Dell-FredericMeunier

5 Posts

532

July 11th, 2023 09:00

A Beginner's Guide to Using CloudIQ REST API with Python and Jupyter

What if you could leverage CloudIQ observability data to extract new insights the way that you want? This guide describes how to create new use case specific visualizations and insights using Python and Jupyter.

1- Introduction

Over the past two years, Dell Technologies has delivered many CloudIQ capabilities to help you create and share custom reports, add custom tags to systems and objects, and integrate with other tools in your observability's ecosystem. The CloudIQ REST API allows deep integration with the tools that you use daily, automating tasks and helping you to produce the desired outcome. You can use the CloudIQ REST API to query inventory and telemetry data, create ad-hoc exports, and interface with collaboration, orchestration, ITSM or other observability tools.

In this tutorial, we focus on two specific use cases, using Python and Jupyter as our toolbelt to create custom visualizations and highlight the insights we are looking for. These use cases are:

Creating high-level show back oriented data tables (pandas DataFrame) and visualizations (Plotly treemap) for block storage volumes
Analyzing datacenter compute systems' temperature and identifying potential hot spot via visualizations (Plotly heatmap) for PowerEdge servers We will do this by leveraging CloudIQ REST API and CloudIQ custom tags.

Disclaimer: The code samples in this tutorial are provided as is with no warranties. I'm a Product Manager, not a developer, so I apologize in advance for any errors in the code.

2- Getting started

For a high level introduction of the CloudIQ integration capabilities, please read this blog. This tutorial discusses leveraging a few key CloudIQ REST API endpoints. I assume you are already fluent in REST API and have some Python skills. If not, please ask your favorite DevOps colleague to help you.

The CloudIQ REST API provides read-only access to CloudIQ monitored systems' attributes and metrics, including metrics over time. CloudIQ REST API documentation is available here. In addition to the official documentation, I recommend you also leverage the Postman collection we provide here. Please read this blog to use the collection.

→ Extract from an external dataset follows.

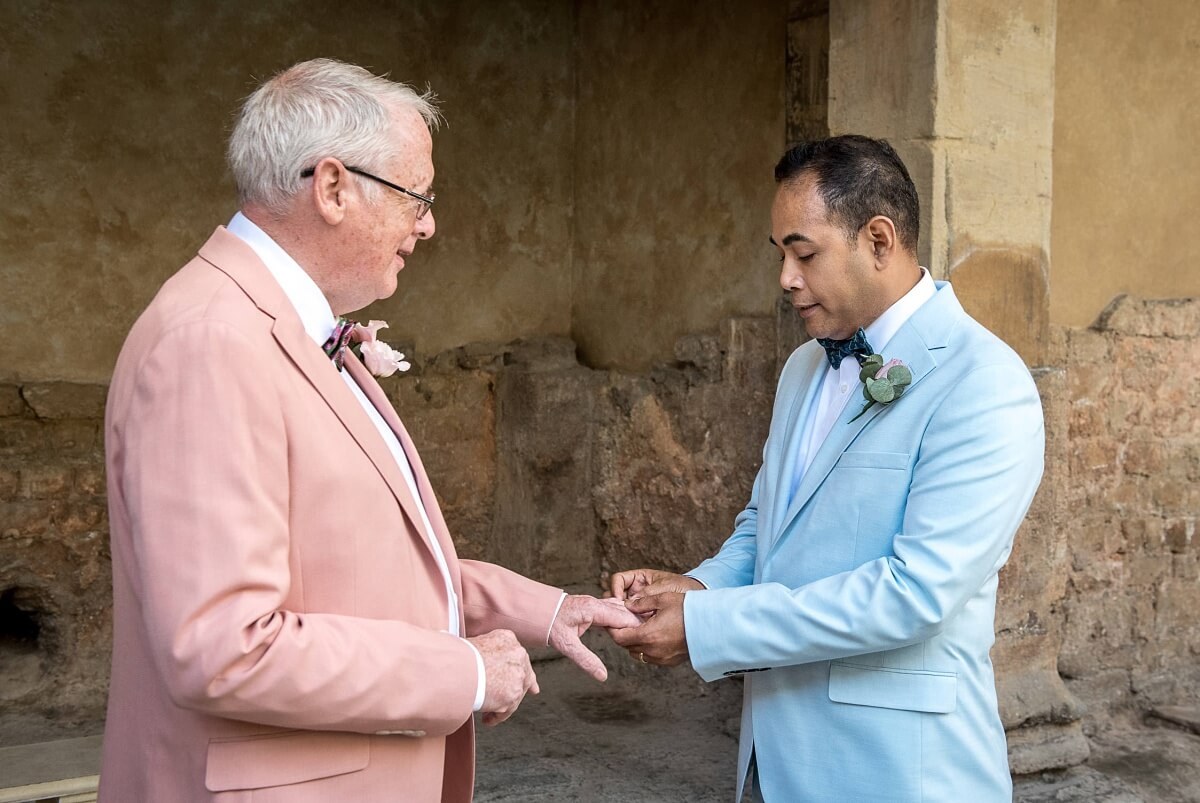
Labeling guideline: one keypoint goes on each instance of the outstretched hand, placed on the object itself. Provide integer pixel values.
(576, 615)
(642, 582)
(661, 640)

CloudIQ REST API uses OAuth 2.0 Client Credentials for authentication. For security reasons, only CloudIQ users with the CloudIQ DevOps role can manage API keys, and only users with the CloudIQ Admin role can manage users and roles. Please ask your CloudIQ Admin to give you access rights if you do not have them. REST API credentials can be managed in the Admin / Integrations section of CloudIQ. You can refer to this tutorial to create your CloudIQ REST API credentials.

In our examples, we cover several CloudIQ REST API endpoints (such as /storage_systems, /server_systems, /volumes, /metrics/query, and so on). This should give you all the information you need for your specific use cases. We will use filter and select query parameters to fetch the required data.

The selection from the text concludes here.